The data comes after a report from a former Government health advisor found reversing trends in smoking cessation in the UK after lockdown. Recent figures predict there will be 600,000 more smokers than originally envisaged next year.

Smoking prevalence in manual roles means these employees are 50% more likely to smoke when compared to the average in England. The data insights, collated by Vape Club, highlight the need for targeted support to encourage smoking cessation as we move out of lockdown. 

While high rates of smoking present health concerns for those in manual labour roles, the number of smokers in routine manual and service occupations has dropped by approximately a third in the last decade. 

The government has set a target of reducing the number of smokers to 5% of adults in England by 2030. To achieve this, encouraging smoking cessation for those in manual labour positions will be key.

In a 2020 study, Quitting Smoking for Mental Health, ex-smokers were asked what their companies could have done to help them quit smoking. Responses included:

  • Smoking ban on premises – 30% of ex-smokers say that a ban on smoking on workplace premises would have been the greatest support on their quitting journey. Whether government-enforced nationwide or specific to workplaces, the effects are likely to be the same.
  • Funding programmes for smoking cessation tools – 32% say that greater support in funding for smoking cessation tools (such as nicotine replacement therapy and vaping) would have further encouraged smoking cessation.
  • Encourage nicotine replacement therapy in the workplace – 39% of ex-smokers say that allowing vaping in the workplace, or at least in a designated space, would have helped them to quit smoking. This was echoed by over a third of current smokers (34%), who believe they would be better equipped to quit if this was their workplace’s policy.

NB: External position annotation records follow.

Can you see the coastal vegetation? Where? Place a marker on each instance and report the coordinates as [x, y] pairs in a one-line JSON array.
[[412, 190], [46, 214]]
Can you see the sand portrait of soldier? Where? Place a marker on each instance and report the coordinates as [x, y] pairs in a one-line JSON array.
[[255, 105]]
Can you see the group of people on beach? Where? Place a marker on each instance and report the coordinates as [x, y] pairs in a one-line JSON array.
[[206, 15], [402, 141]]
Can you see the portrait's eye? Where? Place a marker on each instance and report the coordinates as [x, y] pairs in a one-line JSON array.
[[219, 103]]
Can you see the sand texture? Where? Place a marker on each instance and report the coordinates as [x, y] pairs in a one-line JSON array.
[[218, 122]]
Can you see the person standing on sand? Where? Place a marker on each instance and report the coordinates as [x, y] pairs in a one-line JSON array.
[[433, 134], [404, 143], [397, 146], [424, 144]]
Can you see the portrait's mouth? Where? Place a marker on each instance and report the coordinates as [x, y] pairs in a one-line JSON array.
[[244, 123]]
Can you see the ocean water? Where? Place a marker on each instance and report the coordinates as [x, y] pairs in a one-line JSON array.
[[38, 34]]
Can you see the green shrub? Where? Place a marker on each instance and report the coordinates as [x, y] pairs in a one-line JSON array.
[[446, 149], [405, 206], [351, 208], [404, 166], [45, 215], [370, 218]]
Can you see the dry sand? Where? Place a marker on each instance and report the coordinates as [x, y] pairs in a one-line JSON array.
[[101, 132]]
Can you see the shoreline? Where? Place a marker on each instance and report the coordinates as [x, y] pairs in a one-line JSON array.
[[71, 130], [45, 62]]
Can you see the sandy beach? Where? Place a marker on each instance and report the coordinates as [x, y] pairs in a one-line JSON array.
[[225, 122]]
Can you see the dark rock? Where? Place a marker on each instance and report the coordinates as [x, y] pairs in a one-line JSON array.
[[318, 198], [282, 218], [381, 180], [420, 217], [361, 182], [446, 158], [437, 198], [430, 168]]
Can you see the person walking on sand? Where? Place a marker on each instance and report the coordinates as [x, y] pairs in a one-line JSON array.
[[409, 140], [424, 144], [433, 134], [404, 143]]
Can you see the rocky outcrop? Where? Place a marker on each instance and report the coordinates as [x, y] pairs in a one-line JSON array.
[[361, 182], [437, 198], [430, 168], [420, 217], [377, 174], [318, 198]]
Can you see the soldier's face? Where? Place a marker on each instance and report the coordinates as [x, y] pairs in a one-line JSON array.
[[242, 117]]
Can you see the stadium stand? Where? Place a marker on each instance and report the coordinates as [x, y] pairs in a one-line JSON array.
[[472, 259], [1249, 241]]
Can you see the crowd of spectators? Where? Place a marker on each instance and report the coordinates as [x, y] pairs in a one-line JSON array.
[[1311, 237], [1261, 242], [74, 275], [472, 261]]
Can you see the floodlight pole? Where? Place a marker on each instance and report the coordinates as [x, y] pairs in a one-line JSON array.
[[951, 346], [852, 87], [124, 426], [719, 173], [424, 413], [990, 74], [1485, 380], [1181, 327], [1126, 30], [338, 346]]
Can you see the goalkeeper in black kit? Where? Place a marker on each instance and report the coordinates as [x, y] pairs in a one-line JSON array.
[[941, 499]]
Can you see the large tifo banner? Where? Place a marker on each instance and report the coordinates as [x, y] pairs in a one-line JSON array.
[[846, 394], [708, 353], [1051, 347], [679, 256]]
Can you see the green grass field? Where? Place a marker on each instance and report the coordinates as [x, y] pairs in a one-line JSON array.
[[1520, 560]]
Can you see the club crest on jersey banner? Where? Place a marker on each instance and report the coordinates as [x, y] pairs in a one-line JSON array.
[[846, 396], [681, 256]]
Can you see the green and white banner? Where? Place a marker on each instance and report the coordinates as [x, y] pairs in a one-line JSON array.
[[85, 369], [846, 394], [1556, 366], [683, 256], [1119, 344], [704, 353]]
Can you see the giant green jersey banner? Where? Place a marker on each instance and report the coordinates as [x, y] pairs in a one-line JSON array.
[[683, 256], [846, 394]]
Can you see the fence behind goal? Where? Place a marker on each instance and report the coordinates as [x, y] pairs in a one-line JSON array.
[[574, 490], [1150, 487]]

Lou Campbell, co-founder and programmes director at Mindfulness in the Workplace, says: 

“In the UK, the burden of wellbeing has fallen onto the shoulders of employers in recent years. This is something that is rarely acknowledged by businesses or the Government. Moderate to severe ill health (including mental health), low energy, and/or dysfunctional behaviours are all likely to reduce productivity, motivation and engagement in employees. 

“Providing targeted and intelligent wellbeing services to employees is absolutely a remedy to this problem and medium to large businesses are certainly offering at least some wellbeing services to their employees. A two-pronged approach works best. Confidential one-to-one sessions will benefit those who are in crisis or experiencing moderate to severe health issues. Awareness sessions can be delivered to the wider group of employees, focusing on how to maintain positive mental health, work-life balance, healthy habits and whole-person health.”